The surprise release of GTA 6's second trailer has reignited the hype around one of the most anticipated games in years. I first played GTA: Vice City when I was just 10 (yes, I know — it was rated 18+). I used to come home from school, eat lunch, fire up the PlayStation, and spend my afternoons cruising around Vice City with Flash FM playing in the background.
Today, playing a new GTA isn’t just about gaming — it’s a nostalgic dive back into adolescence.
When people say “the ‘80s had the best music,” I don’t always agree. But I get it. Music from Fever 105 or Flash FM brings back memories of simpler times: family, peace of mind, no financial worries. That’s why the upcoming release of GTA 6, set for May 26, 2026, means more to me than just a new game.
I don’t even own a console today. And to be honest, I don’t have the money to buy one either. If you’ve been following my monthly financial updates here on the blog, you’ll know that every franc I earn is carefully divided between savings, debts, and small investments.
Buying a PlayStation 5 or Xbox Series X — plus the game — would cost me at least CHF 600. That’s a lot when you’re watching every expense.
There are 12 monthly paychecks left until the game is released. My goal? To save the money by investing in… GTA 6.

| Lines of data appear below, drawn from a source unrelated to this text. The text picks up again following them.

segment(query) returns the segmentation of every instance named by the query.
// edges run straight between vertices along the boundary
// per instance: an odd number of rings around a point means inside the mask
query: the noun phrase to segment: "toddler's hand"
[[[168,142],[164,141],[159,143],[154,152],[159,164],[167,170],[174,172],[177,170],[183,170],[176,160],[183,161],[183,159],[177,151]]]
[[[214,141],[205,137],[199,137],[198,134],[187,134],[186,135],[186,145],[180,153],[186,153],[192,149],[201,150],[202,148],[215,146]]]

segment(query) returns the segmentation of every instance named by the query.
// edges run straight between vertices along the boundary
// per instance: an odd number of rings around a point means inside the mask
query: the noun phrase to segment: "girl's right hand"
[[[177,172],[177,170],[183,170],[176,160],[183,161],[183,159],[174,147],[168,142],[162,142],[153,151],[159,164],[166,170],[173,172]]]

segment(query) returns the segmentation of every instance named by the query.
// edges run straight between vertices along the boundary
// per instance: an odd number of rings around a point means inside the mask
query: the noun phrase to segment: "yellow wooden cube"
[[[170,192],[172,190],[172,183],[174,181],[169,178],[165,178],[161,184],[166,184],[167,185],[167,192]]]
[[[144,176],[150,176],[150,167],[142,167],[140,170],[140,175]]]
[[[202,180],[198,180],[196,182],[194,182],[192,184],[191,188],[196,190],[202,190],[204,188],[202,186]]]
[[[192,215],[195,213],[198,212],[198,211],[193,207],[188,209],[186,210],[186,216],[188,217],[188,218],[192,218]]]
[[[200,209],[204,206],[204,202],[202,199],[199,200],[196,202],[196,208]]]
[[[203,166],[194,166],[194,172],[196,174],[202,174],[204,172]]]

Each month, I’ll invest CHF 50 into fractional shares of Take-Two Interactive (TTWO) — the parent company of Rockstar Games, which develops GTA.
The idea is simple: if Take-Two’s stock rises around the launch — or if they announce an online version that brings in recurring revenue — I could sell my shares and use the gains to buy the console and the game. Of course, it’s a personal bet, not a guaranteed strategy. Take-Two has already forecasted strong results, so some of that hype might already be priced in. But I believe the launch will attract enough attention to move the stock.
⚠️ Disclaimer
I’m not a financial advisor. This is not investment advice — just a personal project based on my passion for GTA and the idea of mixing nostalgia, saving, and learning about investing.
I’ll be using Revolut to buy the shares. The platform lets small investors buy fractional shares — perfect if you’re working with a tight budget.
I already use Revolut to convert part of my salary into euros and send it to other accounts. For this project, I’ll simply convert a few extra francs each month and invest them. There are some fees, but they’re low and manageable for a small-scale experiment like this.